You can set only one partition through coalesce(1) to make the code run serially, and then add printing to verify the effect–

val value = ss.sparkContext.textFile(filePath).coalesce(1).map(x =>{<!-- -->
  println(s"Split print $x")
  x. split(",")
}).filter(x =>
  {<!-- -->
    println(s"filter print ${<!-- -->x.apply(0)}")
    x.apply(3).toInt > 10000
  }
 )
value.count()

Print part of the results, and found that the mapping array and filtering are completed without traversing each time. There is no need to traverse every time like the previous multiple RDDs, so that a certain optimization effect can be achieved–

Split Print Amy Harris,39,Male,18561,Cost-effective,Household Supplies,Tmall,WeChat Pay,10,Discounts,Brand Loyalty
Filter Print Amy Harris
Split Printing Lori Willis,33,Female,14071,Functional,Household Supplies,Suning Tesco,Cash on Delivery,1,Discount,Daily Use
Filter Print Lori Willis
Split printing Jim Williams,61,Male,14145,Fashion,Auto parts,Taobao,WeChat payment,3,Free gifts,Gifts
Filter Print Jim Williams
Split printing Anthony Perez,19,Female,11587,Fashion,Jewelry,Pinduoduo,Alipay,5,Free gifts,Recommended products
filter print Anthony Perez
Split printing Allison Carroll,28,Male,18292,Environmentally friendly and sustainable,Beauty and skin care,Vipshop,Credit card,8,Free gifts,Daily use
Filter Print Allison Carroll
Split printing Robert Rice, 47, male, 5347, fashion trends, books and audiovisuals, Pinduoduo, WeChat payment, 8, with coupons, hobbies
Filter Print Robert Rice

This also reminds us that when encountering continuously converted RDDs, we can actually do code optimization on our own to avoid intermediate optimizeable RDDs and traversal operations.

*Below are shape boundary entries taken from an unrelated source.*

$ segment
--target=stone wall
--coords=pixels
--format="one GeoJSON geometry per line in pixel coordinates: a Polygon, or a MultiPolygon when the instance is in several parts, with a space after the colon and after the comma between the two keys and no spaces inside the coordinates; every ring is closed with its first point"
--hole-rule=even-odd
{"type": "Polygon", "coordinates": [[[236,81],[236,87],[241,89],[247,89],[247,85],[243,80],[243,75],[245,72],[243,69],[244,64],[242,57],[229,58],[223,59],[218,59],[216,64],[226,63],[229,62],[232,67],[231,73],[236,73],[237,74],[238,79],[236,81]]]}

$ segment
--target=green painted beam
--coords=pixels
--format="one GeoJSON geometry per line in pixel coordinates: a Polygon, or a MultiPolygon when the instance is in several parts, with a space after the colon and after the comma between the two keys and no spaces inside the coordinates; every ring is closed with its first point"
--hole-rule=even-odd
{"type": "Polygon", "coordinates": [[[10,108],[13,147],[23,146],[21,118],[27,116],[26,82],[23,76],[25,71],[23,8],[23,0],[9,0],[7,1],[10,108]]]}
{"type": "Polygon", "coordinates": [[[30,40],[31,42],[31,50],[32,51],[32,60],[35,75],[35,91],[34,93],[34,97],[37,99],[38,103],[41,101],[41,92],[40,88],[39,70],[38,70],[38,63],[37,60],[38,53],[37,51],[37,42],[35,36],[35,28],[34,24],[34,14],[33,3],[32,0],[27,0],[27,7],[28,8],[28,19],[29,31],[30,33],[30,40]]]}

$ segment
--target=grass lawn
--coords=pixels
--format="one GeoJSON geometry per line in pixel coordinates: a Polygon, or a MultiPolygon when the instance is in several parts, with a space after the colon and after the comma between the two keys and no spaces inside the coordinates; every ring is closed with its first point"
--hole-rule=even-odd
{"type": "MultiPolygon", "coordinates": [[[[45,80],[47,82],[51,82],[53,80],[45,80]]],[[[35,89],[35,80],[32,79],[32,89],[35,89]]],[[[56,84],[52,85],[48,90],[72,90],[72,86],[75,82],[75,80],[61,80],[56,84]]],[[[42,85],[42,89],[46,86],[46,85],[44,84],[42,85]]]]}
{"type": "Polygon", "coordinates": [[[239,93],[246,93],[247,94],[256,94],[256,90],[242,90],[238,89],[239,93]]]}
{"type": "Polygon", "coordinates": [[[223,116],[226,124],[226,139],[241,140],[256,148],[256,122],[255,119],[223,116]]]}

3. Narrow dependency optimization

When RDD performs lazy calculation, it will perform narrow dependency optimization as much as possible.

If there is narrow dependence, there will be wide dependence. What is the difference between the two?

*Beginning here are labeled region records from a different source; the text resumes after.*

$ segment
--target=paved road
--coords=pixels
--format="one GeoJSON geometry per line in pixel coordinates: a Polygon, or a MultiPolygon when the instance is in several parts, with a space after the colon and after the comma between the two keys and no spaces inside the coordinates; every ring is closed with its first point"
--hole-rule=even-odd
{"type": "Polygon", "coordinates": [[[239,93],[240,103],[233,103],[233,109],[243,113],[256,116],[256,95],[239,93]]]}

Narrow dependency means that each partition of the parent RDD can calculate the corresponding child RDD partition only through a simple conversion operation, and does not involve data exchange across multiple partitions, that is, each partition between the parent and child is one-to-one of.

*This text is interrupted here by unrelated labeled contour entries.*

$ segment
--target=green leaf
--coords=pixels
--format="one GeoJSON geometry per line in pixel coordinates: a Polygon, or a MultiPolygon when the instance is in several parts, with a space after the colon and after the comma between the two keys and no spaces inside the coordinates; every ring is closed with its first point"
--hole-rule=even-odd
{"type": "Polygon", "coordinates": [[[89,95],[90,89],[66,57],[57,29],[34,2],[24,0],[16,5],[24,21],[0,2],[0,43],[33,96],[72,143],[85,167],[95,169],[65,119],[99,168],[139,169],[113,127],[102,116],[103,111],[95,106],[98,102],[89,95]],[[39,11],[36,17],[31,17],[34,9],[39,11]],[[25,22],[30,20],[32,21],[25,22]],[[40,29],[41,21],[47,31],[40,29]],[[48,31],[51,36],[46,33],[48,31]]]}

The transformations such as map and filter mentioned above are all narrowly dependent operations.

For example, array.filter(x => x.apply(3).toInt > 10000), the parent RDD has three partitions, then the three partitions will execute array.filter(x => x.apply(3).toInt > 10000) Pass the filtered data to the partition corresponding to the child RDD–
image

Wide dependency means that each partition of the parent RDD will distribute the data of the same partition to different sub-partitions through cross-region calculations, which involves shuffle reshuffle operations, and there will be large calculations. The partition between the parent and the child is one To many. It can be seen that the data in the same partition of the parent RDD will transfer the same key to the same partition in the case of wide dependence, which means that if there are multiple different keys in the same parent RDD, it may be Distributed to multiple different sub-partitions, and then a shuffle reshuffling operation occurs.

image

Therefore, RDD will optimize narrow dependencies as much as possible, and avoid shuffle reshuffle operations without cross-region calculations, and transfer parent partitions to child partitions one-to-one. At the same time, another advantage of narrow dependency is that when a child partition loses data abnormally, it only needs to recalculate the corresponding parent partition data instead of calculating all the data in the parent partition.